Sharma's Rajya Sabha term ends on April 2 and he has no chance of getting re-elected from his home state, Himachal Pradesh, as his seat will go to the BJP that is now in majority in the state.

Apparently, Manmohan Singh has objected to Gandhi's plans to get Sharma re-elected to the upper house from Madhya Pradesh. The prime minister has no grudge against Sharma. The sources said the PM was not even aware of Gandhi's word to the minister when he suggested nomination of Madhya Pradesh Congress chief Suresh Pachauri for one of the three Rajya Sabha seats that the party can win on the strength of its numbers in the state assembly.

The PM is unhappy with the present team of the parliamentary affairs ministry that messed up floor management during the just-concluded first part of the budget session.

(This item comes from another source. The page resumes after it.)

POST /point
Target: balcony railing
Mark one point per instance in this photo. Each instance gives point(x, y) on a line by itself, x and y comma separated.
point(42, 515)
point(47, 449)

He wants Pachauri back in the Rajya Sabha to use his experience as parliamentary affairs minister.

Gandhi hates anybody attempting to scuttle any decision she takes and as such she did not like Manmohan Singh's suggestion to look for some other state from where Sharma can be elected, the source said.

Even after his current term ends, Sharma can continue as minister at least for six months, which should be a sufficient period for getting re-elected from any other state holding Rajya Sabha polls.

Sharma is, however, worried.  Madhya Pradesh will have the first elections in the next round in June. If he has to opt for election from any other Congress-ruled state, it could be  Maharashtra or Rajasthan in July or Haryana in August.

Pachauri, an engineer-turned-politician from Bhopal, finds himself a misfit in state politics after spending over two decades in Delhi as a Rajya Sabha member. He is therefore lobbying to get the Rajya Sabha seat and then excuse himself from running the party in Madhya Pradesh as PCC president.